This past Sunday I took my daughter Christmas shopping. She proudly used her own money, earned from shredding documents for me and our neighbors. She also created her own list this year. In the past I would help her remember all the people she wanted to buy something for, but this year she made her own decisions about who gets a gift. I wrapped those gifts for her last night and then sent some in the mail today.

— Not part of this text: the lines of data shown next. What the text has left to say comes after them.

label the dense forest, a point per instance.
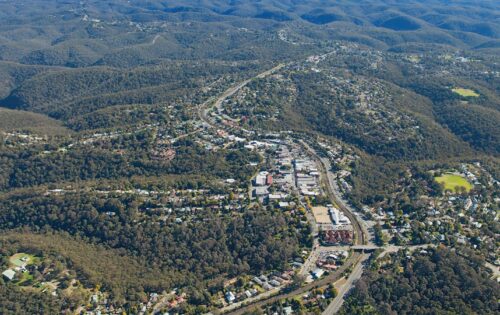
(119, 187)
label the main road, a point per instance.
(356, 259)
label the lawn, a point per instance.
(451, 181)
(465, 92)
(16, 259)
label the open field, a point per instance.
(465, 92)
(321, 215)
(17, 261)
(452, 181)
(18, 120)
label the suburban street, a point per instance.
(360, 230)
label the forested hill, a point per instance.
(127, 33)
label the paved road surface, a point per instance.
(355, 275)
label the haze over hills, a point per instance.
(249, 157)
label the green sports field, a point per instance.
(451, 181)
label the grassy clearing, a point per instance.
(465, 92)
(17, 120)
(452, 182)
(21, 259)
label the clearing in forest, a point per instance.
(453, 182)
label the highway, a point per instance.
(354, 261)
(355, 275)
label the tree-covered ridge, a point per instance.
(439, 282)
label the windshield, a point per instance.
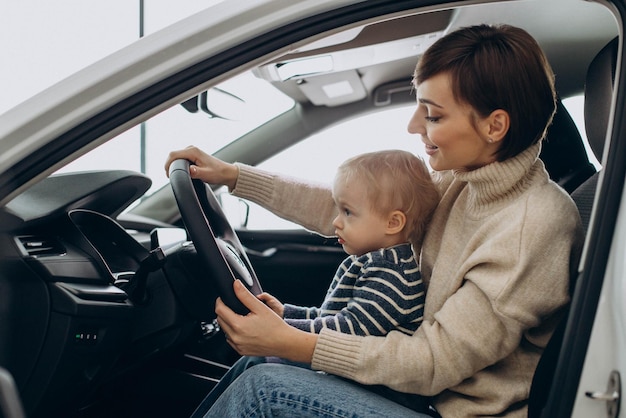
(210, 121)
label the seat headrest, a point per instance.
(598, 94)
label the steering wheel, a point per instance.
(215, 240)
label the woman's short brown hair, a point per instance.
(497, 67)
(395, 180)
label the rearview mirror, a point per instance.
(217, 103)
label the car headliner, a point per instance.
(41, 122)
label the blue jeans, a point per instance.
(286, 390)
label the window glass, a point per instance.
(317, 157)
(178, 127)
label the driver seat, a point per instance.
(598, 94)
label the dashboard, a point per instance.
(84, 299)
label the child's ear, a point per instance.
(396, 222)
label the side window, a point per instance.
(318, 156)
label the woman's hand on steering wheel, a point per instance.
(205, 167)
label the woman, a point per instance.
(496, 258)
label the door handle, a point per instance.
(612, 395)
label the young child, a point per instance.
(384, 201)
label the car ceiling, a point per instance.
(569, 32)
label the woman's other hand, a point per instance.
(262, 332)
(205, 167)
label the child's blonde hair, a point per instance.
(395, 180)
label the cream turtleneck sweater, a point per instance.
(497, 259)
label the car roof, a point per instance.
(171, 65)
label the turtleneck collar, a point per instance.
(500, 181)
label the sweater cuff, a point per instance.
(337, 353)
(253, 184)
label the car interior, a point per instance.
(107, 308)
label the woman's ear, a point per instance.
(396, 222)
(499, 123)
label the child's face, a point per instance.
(359, 228)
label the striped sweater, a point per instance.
(370, 295)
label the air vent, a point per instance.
(41, 246)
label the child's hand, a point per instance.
(273, 303)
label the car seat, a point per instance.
(598, 93)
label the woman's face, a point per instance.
(452, 141)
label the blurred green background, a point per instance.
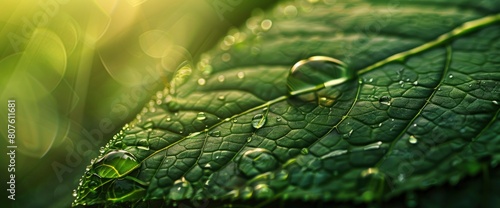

If I focus on how much Rhia loves Christmas, I can combat the weariness I feel. I look at the picture I took of her when she talked to Santa three weeks ago and he gave her a soft, pink unicorn. She is glowing with happiness! I listen to her talk about seeing her grandmother and cousins every time she points to the date on her calendar when we fly to Louisiana. Just thinking about the trip makes me tired, but it’s worth it because Rhia is so happy.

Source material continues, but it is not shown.